"There are so many unanswered questions," said State Senator Rosalyn Baker during an informational hearing at the Hawaii State Capitol Tuesday. 

The hearing the second time in two weeks Hawaii Public Safety Director Nolan Espinda faced State Senators, and it won't be the last. Thursday, the same group of lawmakers will decide if he'll keep his job.

Tuesday, they grilled him about several events that happened while he was in charge. The one event that received the most attention was the March 11th disturbance at the Maui Community Correctional Center. 

However, at the beginning of the hearing, Governor David Ige's Chief of Staff, Ford Fuchigami made a statement saying some information could not be disclosed because of ongoing criminal and administrative investigations. Deputy Attorney General Craig Iha was present to be sure of that.

The attorney's presence and way he prevented Espinda from answering some questions appeared to agitate senators.

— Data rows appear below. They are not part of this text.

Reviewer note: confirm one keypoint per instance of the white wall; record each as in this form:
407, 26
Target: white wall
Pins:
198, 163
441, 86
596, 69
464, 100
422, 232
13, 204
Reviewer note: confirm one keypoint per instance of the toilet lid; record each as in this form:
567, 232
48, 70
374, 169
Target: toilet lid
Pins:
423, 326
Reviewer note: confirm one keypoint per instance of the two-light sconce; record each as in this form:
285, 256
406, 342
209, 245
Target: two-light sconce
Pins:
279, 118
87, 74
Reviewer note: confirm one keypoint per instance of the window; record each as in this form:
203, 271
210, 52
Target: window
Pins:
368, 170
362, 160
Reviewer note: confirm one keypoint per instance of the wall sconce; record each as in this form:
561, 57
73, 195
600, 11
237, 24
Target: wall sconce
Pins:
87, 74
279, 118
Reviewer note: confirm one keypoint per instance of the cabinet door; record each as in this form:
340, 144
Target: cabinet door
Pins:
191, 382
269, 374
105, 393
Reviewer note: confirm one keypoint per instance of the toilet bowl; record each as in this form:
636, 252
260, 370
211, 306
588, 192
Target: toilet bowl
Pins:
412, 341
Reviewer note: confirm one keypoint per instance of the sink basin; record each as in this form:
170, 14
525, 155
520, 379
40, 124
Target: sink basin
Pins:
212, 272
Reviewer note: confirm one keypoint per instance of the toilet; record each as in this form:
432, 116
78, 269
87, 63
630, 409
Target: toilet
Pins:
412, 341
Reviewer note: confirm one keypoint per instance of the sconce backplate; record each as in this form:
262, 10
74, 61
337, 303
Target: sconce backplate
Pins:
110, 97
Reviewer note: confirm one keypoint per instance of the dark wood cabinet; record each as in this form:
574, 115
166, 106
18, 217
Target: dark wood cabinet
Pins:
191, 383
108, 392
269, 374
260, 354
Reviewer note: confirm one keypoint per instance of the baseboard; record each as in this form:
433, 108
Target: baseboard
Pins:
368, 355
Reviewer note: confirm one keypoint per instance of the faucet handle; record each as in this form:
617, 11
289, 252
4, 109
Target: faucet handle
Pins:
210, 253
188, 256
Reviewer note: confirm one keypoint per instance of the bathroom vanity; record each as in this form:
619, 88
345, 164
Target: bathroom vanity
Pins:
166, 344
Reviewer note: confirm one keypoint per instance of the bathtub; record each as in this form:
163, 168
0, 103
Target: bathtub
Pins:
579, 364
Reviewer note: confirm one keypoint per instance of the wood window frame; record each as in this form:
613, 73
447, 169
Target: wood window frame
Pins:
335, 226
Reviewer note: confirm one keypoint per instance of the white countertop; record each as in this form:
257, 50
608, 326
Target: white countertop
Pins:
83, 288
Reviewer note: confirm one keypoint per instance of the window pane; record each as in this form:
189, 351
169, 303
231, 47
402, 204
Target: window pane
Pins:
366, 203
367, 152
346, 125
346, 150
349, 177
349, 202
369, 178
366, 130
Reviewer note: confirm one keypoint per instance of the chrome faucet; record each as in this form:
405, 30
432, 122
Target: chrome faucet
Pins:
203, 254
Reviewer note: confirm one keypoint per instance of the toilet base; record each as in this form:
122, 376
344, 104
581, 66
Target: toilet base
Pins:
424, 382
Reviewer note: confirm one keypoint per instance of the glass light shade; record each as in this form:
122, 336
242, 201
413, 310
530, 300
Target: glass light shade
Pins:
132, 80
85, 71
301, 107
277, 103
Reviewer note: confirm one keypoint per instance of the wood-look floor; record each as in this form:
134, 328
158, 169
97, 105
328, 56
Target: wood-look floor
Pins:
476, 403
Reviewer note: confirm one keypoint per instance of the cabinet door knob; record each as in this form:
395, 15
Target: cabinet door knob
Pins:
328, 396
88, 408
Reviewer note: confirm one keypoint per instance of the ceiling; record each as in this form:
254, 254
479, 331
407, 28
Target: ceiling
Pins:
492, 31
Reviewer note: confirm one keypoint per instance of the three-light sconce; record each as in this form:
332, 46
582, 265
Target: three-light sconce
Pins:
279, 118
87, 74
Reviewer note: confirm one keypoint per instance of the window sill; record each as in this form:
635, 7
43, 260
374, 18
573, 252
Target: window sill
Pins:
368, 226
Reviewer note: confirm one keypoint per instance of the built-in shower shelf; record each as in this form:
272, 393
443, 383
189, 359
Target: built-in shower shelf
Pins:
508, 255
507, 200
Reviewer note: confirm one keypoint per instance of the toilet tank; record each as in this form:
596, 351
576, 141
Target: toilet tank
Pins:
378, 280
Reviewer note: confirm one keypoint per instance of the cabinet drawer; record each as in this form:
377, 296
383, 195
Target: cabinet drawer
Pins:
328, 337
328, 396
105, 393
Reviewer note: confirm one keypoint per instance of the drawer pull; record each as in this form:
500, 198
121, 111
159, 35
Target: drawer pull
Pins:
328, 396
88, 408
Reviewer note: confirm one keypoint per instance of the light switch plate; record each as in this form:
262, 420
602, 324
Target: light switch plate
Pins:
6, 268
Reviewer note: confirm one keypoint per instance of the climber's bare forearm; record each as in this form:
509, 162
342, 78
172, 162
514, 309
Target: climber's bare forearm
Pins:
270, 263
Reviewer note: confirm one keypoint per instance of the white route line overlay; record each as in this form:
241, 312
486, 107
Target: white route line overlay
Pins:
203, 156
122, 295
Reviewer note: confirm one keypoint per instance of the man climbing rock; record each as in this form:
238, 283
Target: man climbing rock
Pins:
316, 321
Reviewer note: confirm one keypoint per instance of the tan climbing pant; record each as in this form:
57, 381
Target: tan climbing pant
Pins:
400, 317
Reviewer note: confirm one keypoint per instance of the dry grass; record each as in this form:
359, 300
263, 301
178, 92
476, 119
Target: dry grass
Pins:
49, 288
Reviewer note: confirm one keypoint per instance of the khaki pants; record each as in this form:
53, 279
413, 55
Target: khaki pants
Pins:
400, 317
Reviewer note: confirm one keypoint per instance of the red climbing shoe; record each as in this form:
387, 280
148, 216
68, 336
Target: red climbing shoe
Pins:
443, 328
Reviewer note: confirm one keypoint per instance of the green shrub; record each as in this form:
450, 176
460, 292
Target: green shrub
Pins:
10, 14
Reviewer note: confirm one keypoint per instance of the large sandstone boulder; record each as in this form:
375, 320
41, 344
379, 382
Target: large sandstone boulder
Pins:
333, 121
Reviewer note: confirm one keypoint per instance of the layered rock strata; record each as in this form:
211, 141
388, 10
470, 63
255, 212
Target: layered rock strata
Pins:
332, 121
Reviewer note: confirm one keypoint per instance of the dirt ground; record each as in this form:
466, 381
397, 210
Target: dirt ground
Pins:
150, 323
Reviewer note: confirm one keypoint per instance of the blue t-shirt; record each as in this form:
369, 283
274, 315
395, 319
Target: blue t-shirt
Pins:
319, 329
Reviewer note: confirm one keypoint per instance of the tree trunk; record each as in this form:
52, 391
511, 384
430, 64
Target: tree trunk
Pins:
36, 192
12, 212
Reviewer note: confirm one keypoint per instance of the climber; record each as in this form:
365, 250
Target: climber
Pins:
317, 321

"When was the last time that equipment for the guards at MCCC, when was the last time it was update?" asked Sen. Baker. Fuchigami leaned over to talk with Espinda so Baker responded with, "And I'll tell you why I'm asking that question while you're mulling over whatever it was that your attorney whispered in your ear."

For more than two hours, the senators asked a range of questions like what gear corrections officers were carrying at the time? And why MCCC employees told senators they didn't feel supported by supervisors?

"But to not have any expression from upper management to the other staff that were there and were actually trying to pull inmates out, trying to keep other officers from being burned in the riot that happened to me is unconscionable," said Sen. Baker.

"You called this a disturbance, but by all accounts that we've heard this was a riot," said State Senator Breene Harimoto. 

"I respect and totally emphasize with any feelings or expressions from the staff that went through this traumatic event," said Espinda.

Espinda told the committee it could take months before the MCCC investigation wraps up. He may or may not have a job when its finished. 

Senators also pressed Espinda, as well as Deputy Director of Law Enforcement Renee Sonobe Hong and State Sheriff Al Cummings, on February's fatal shooting at the state capitol, training for correctional officers and deputy sheriffs,  and policies on what weapons they are or should be carrying.